As far as I understood, the AVG() function ignores NULL Values.

So AVG(4,4,4,4,4,NULL) --> 4

In my case I don't want this to happen.

I need a solution like that: AVG(4,4,4,4,4,NULL) --> 3,33

without replacing the NULL values directly in the table itself.

Is there any way to do this?

peterh
  • 11,875
  • 18
  • 85
  • 108
user3364656
  • 279
  • 2
  • 4
  • 9

5 Answers5

28

Use coalesce() to return the real value of zero for null columns:

select avg(coalesce(some_column, 0))
from ...
Bohemian
  • 412,405
  • 93
  • 575
  • 722
  • 1
    Lots of variants to this COALESCE syntax. I like ISNULL() functions best (makes more sense linguistically). More info: https://www.w3schools.com/sql/sql_isnull.asp – Dave Skender Dec 03 '19 at 18:23
4

You are correct about the behavior of AVG - use COALESCE to convert the NULLs to 0 in the aggregate.

See this answer in "Why SUM(null) is not 0 in Oracle?"

If you are looking for a rationale for this behaviour, then it is to be found in the ANSI SQL standards which dictate that aggregate operators ignore NULL values.

The relevant code is then, simply:

Avg(Coalesce(col,0))
Community
  • 1
  • 1
user2864740
  • 60,010
  • 15
  • 145
  • 220
0

You can use coalesce or nvl also.
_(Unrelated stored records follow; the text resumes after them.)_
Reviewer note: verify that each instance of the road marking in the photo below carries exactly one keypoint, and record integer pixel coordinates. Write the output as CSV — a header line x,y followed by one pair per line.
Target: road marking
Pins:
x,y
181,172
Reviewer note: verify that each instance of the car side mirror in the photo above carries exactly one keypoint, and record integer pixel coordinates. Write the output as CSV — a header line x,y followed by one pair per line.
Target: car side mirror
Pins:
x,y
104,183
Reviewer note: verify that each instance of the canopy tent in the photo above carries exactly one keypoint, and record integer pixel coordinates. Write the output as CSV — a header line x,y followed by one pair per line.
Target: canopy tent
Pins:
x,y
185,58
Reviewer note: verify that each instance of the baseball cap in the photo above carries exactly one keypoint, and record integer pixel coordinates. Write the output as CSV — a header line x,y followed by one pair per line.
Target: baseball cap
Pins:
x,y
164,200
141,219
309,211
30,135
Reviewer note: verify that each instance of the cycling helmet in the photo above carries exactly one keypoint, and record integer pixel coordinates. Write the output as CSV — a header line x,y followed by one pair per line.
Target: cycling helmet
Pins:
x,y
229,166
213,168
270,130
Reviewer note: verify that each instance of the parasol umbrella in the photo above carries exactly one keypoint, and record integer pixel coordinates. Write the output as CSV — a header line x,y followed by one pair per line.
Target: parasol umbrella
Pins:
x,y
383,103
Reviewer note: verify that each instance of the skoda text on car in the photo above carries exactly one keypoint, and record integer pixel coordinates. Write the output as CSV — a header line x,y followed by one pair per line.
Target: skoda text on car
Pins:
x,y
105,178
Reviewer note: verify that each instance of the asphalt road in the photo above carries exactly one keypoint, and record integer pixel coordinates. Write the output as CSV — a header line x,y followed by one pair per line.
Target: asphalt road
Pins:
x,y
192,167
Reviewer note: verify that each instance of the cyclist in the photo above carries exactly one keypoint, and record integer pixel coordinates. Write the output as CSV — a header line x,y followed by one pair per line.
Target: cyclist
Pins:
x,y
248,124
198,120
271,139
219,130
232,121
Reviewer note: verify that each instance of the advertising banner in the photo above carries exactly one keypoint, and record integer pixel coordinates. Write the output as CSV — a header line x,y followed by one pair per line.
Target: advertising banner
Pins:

Since coalesce examples are already given above, here is an example of nvl

Avg(Nvl(Column_Name),0)

Coalesce, Nvl, Nvl2 functions are handy in such cases of handling null values. You should look up some examples and documentation on these.

0

NVL, NVL2, or COALESCE could be used to solve this issue.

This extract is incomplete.